Esteve preso um ano, conhecendo o famoso “Zé do Telhado” e escrevendo “Memórias do cárcere”, até que foi libertado, tal como a mulher por quem se apaixonou e com a qual teve três filhos, um deles gerado ainda durante a relação matrimonial que Ana Plácido tinha estabelecido em 1850 com o comerciante brasileiro, Manuel Pinheiro Alves, do qual se veio a divorciar.

Resultado dessa vida “destravada”, onde as mulheres ocupavam espaço central, contraiu sífilis e acabou por perder a visão, ficando irremediavelmente condicionado na produção literária e na capacidade de apreciar os prazeres da vida.

Manteve-se junto de Ana Plácido, com quem viveu o seu amor de perdição, e contraiu matrimónio apenas em 9 de março de 1888. Com ela partilhou os seus dias e os seus desesperos, até ao momento em que pede ajuda, por carta, a um dos maiores especialistas portugueses em oftalmologia, o Dr. Edmundo de Magalhães Machado, corria o ano de 1890, mais precisamente no mês de Maio.

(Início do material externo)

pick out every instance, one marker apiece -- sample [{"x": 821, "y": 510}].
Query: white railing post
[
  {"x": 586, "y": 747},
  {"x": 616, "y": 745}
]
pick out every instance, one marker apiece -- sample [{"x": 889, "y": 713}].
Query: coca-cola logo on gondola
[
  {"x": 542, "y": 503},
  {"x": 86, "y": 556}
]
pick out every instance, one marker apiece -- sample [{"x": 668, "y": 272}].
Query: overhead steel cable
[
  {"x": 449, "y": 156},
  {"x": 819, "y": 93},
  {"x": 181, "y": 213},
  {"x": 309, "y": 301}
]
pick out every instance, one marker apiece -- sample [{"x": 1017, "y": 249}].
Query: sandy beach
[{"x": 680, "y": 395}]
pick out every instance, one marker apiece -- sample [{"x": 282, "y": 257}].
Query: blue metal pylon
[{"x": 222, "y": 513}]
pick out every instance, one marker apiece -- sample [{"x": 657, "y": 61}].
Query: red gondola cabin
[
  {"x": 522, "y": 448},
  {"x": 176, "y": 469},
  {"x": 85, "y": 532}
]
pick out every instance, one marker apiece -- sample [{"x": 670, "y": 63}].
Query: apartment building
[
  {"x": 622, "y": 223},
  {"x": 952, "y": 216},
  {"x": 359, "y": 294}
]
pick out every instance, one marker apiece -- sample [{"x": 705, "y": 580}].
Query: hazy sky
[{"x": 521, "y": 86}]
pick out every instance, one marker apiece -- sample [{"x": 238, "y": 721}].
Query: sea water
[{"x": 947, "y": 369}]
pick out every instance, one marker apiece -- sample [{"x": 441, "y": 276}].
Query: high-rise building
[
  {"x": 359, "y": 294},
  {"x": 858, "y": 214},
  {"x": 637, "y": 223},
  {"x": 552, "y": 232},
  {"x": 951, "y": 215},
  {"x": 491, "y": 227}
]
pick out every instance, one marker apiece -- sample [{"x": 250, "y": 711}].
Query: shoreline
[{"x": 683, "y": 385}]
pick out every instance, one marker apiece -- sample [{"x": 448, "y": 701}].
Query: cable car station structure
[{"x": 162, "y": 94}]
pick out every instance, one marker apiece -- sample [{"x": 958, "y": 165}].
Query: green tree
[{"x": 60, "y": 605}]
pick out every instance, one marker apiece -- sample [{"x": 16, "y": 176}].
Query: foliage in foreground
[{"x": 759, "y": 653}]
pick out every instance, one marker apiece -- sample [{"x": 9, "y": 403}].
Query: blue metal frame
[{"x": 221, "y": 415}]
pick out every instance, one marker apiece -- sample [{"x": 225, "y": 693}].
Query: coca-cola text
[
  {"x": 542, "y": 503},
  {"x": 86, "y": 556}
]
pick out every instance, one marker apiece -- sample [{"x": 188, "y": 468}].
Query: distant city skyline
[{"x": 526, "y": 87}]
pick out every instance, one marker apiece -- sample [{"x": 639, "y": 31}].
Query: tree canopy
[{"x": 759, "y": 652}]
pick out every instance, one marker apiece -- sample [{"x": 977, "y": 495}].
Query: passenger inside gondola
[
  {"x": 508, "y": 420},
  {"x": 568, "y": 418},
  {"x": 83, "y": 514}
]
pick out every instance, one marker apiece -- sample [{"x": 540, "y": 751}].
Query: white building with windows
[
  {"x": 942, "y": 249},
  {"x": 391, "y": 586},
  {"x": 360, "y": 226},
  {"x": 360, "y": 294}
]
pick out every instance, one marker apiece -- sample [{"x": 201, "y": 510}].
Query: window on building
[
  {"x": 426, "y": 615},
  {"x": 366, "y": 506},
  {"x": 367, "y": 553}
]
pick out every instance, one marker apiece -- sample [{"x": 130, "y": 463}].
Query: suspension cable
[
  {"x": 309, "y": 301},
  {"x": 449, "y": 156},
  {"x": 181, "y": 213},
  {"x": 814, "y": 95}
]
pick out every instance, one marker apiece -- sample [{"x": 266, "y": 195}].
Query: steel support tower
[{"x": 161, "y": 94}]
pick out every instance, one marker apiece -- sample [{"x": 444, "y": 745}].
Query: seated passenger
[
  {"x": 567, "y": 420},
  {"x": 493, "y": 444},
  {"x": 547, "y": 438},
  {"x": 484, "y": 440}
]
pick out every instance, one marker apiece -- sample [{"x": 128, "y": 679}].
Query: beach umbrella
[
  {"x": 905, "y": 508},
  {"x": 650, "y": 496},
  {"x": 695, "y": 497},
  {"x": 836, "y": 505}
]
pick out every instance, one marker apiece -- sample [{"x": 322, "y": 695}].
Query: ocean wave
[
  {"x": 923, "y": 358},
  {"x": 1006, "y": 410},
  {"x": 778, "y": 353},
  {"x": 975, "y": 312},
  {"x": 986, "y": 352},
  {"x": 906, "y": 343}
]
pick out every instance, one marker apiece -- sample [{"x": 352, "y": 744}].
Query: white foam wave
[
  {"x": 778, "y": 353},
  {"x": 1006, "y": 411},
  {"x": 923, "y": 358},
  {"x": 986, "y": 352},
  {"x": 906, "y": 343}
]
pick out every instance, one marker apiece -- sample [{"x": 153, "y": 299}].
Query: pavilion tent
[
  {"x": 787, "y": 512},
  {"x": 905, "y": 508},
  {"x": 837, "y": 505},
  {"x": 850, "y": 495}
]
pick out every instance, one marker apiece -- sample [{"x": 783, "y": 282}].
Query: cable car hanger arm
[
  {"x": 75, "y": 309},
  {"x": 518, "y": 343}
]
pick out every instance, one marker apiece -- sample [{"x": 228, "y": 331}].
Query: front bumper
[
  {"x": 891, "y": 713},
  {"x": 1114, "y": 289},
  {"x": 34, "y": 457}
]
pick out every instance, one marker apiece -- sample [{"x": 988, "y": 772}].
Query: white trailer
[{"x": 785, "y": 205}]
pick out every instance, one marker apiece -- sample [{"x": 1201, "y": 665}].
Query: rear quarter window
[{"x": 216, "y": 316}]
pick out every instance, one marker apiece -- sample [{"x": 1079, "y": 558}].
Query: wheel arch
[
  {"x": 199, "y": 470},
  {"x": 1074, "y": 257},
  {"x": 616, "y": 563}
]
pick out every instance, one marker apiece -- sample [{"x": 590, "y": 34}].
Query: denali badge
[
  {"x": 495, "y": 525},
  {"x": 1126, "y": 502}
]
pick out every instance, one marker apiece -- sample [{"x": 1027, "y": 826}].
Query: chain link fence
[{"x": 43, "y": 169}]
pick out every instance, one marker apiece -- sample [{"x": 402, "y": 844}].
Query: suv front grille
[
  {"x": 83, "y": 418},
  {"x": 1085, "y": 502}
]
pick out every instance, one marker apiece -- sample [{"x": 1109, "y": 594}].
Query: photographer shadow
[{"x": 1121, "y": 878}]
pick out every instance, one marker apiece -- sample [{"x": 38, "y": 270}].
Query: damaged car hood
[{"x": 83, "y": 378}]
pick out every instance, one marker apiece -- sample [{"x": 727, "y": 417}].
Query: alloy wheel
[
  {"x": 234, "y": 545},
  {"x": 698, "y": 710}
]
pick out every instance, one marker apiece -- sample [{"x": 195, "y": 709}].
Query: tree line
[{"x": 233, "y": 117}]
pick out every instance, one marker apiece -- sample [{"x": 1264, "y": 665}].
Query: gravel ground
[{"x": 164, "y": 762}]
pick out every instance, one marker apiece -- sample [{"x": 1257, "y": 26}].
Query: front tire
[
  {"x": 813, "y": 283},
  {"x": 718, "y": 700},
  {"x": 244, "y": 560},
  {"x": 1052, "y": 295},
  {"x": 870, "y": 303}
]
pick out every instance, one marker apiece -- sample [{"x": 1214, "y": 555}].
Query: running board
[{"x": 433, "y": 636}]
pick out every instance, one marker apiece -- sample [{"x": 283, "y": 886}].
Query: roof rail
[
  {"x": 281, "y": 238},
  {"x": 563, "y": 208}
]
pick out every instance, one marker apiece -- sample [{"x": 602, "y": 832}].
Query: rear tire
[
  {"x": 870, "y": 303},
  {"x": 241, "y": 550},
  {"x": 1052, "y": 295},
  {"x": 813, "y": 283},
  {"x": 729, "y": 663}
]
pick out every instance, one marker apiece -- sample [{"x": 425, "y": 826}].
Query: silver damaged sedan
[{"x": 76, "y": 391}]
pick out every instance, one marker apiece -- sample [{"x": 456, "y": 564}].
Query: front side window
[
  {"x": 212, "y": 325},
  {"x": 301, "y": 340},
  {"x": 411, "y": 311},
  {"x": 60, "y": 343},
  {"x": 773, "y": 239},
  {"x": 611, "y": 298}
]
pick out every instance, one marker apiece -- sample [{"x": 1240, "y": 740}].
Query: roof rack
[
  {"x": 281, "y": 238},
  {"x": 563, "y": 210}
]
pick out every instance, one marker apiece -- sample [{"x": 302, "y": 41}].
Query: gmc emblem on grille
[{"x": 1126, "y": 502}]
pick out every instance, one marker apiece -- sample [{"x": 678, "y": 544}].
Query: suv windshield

O escritor não resistiu ao seu ímpeto suicidário, desprovido que estava da escrita e da capacidade de ver o mundo sobre o qual, laboriosamente, discorria o seu português magnifico e profundamente descritivo, como se de uma pintura se tratasse cada um dos seus textos.

No dia 1 de Junho de 1890, pelas quinze horas, aproveitando o momento em que o conhecido médico, acompanhado pela sua Ana, se dirigia à saída de casa, desfere um tiro de revólver na sua têmpora direita, não morrendo de imediato e agoniando durante algumas horas em coma.

Não passou desse dia, sucumbindo pela sua mão, mas deixando uma vasta obra que ilustra bem o romantismo em Portugal.

Com uma vida tão atribulada, Camilo Castelo Branco viveu na primeira pessoa as estórias que escreveu, só assim poderemos compreender os temas que abordou, como a orfandade, o adultério, o anticlericalismo, as heranças e morgadios, a fidelidade, os brasileiros, a família, e os bastardos. Todos estes temas estiveram presentes na sua vida, moldando a sua escrita e a sua sátira social, cujo maneio destemido e glorificador da língua portuguesa perdurarão pelos tempos…assim o queiram os responsáveis pelo ensino da nossa cultura literária.

Camilo nasceu fez duzentos anos, este é o ano do seu bicentenário.